Similarly, this year's launch of the first privately owned space capsule - though it met with little fanfare - may prove to have been an epoch-shattering adventure in space travel, bringing "Star Trek" nerds that much closer to their dream of bedding really hot green women (or men - let's not be judgmental).
So instead, I'm going to stick closer to home and highlight my favorite stories of the year. That means no prison-abuse scandals, no tsunamis or friendly-fire incidents. Nor does my list include the far, far, far more trivial calamities like the cancellation of the "Buffy the Vampire Slayer" spin-off "Angel" or the news that Bernie Kerik's confirmation battle for Department of Homeland Security chief was cancelled before we could find out he knows where Jimmy Hoffa's body is buried.
The past year was not kind to the Mainstream Media, nor to the liberals who want to fight the right by creating their own "alternative" media. In 2003 Air America started to much fanfare as the answer to Rush Limbaugh but spent much the year explaining that it could in fact afford to pay Al Franken.
The New York Times continued to slip ever deeper into self-parody. For the umpteenth time it expressed shock that crime drops as prisoners go to jail with the nearly perennial headline: "Despite Drop in Crime, an Increase in Inmates." It leapt to the aid of John Kerry by running the missing ammo story in the last week of the presidential campaign, only to provide context for the allegation after Kerry squeezed all the political advantage he could out of the talking point (which turned out to be not much).
And, of course, there was the headline "New York City Evacuated For Nuclear Bomb Scare; Thousands of Gay Marriages Postponed." Oh wait, that's an item from my 2005 predictions column.

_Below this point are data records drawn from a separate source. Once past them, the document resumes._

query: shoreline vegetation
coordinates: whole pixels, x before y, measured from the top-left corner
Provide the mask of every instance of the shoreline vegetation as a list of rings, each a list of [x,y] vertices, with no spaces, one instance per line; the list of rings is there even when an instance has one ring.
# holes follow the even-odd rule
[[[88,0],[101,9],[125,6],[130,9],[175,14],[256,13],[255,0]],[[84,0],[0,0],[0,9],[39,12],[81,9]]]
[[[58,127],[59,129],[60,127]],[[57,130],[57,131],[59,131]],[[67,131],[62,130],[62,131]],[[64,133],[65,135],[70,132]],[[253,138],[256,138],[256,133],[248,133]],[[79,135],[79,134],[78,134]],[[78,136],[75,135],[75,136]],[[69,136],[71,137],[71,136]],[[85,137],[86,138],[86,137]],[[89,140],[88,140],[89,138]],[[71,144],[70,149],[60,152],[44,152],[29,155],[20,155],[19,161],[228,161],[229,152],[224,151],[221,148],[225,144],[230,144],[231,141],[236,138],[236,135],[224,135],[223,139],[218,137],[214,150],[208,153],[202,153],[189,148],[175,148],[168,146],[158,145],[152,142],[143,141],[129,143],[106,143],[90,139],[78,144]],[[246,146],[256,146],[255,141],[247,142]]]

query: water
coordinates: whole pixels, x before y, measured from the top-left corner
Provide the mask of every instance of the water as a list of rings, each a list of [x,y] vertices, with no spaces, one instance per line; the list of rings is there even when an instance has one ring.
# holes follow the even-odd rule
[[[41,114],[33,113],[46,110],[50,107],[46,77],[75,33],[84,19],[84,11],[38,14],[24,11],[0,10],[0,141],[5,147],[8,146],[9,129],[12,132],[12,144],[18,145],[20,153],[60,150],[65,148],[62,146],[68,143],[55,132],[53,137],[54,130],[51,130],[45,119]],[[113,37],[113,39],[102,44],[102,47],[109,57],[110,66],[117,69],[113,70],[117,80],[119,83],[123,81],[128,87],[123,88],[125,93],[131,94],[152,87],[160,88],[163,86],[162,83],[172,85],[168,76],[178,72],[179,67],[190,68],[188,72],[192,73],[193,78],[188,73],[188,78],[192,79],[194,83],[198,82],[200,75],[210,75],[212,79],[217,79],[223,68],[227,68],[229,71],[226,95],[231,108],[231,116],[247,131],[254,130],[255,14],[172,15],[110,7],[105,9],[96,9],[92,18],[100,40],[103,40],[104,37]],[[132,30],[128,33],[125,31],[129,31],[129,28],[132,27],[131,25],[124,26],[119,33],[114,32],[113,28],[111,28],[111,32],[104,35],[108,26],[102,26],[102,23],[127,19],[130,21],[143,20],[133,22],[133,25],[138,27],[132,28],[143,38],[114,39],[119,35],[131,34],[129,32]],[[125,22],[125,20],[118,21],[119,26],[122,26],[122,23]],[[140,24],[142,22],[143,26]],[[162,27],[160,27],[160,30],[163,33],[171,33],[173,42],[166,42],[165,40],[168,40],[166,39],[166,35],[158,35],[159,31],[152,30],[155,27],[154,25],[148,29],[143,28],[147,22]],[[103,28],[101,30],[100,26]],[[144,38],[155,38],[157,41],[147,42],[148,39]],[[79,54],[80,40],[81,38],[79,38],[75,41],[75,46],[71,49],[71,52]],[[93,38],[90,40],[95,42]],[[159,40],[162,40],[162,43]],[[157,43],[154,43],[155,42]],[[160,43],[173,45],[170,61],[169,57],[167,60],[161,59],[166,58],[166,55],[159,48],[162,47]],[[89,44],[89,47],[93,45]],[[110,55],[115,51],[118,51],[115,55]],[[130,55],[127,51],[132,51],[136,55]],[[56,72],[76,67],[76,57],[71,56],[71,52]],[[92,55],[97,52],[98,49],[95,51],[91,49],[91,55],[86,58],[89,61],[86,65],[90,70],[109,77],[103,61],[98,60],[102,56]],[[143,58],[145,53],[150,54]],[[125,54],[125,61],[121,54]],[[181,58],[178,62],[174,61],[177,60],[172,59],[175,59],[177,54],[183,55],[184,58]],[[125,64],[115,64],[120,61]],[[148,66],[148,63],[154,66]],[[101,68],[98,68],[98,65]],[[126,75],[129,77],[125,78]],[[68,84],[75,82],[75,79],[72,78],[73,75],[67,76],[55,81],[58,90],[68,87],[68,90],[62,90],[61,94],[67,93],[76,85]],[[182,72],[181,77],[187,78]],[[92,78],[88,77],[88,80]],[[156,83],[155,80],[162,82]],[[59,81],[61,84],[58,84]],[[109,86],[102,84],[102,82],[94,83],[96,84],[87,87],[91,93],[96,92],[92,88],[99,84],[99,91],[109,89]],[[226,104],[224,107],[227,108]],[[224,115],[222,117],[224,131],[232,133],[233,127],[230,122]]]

The best media story of 2004, of course, was what has become known as "Memogate," in which Dan Rather insisted that patently forged memos were not forged, that his source was impeccable, and that, should it turn out otherwise, he would love to be the one who broke that story. He also says that he would love to be the one to break the story that bears use the woods as a bathroom.
Rather has always denied that media bias is a serious issue. Which makes it even more fun to point out his interesting perspective on news events. On March 31, for example, when a Fallujah mob killed and mutilated four Americans, the CBS anchor told viewers: "What drives American civilians to risk death in Iraq? In this economy it may be, for some, the only job they can find." So watching Dan dismantle himself like an android ordered to put himself back in the box was simply too delicious for words.
In the area of comeuppance, who could not relish the revelation from the Senate Intelligence Committee investigation that Joe "Which is My Camera?" Wilson had lied when he said that his wife - CIA agent Valerie Plame - had nothing to do with him being sent to Niger to investigate White House claims. It turns out that the Kerry surrogate was merely mugging for cameras and hustling for the man he hoped would be his boss.
Even more enjoyable was the story of Sandy Berger "inadvertently" stuffing classified documents in his pants and shoes. With the help of Lanny Davis, Sandy Burglar managed to bury the story, and it may in fact be it was all an honest mistake. But the best defense of the former National Security Advisor came from his old boss, Bill Clinton, who said "People who don't know him might find it hard to believe. But ... all of us who've been in his office have always found him buried beneath papers." Translation: Sloppiness with classified documents was just the way Clinton's NSA handled things.
There were other good times of course. Howard Dean's head exploded like one of those guys in "Scanners" when it became clear that the much-vaunted Deaniacs couldn't deliver. The Laci Petersen trial ended and ended well. The election ended well, and on election night. Democracy erupted in Afghanistan and Ukraine. The economy rebounded.
But the best story of 2004 was the most underreported. In the spring of 2004, Lucy Tighe Goldberg called her father Daddy for the first time.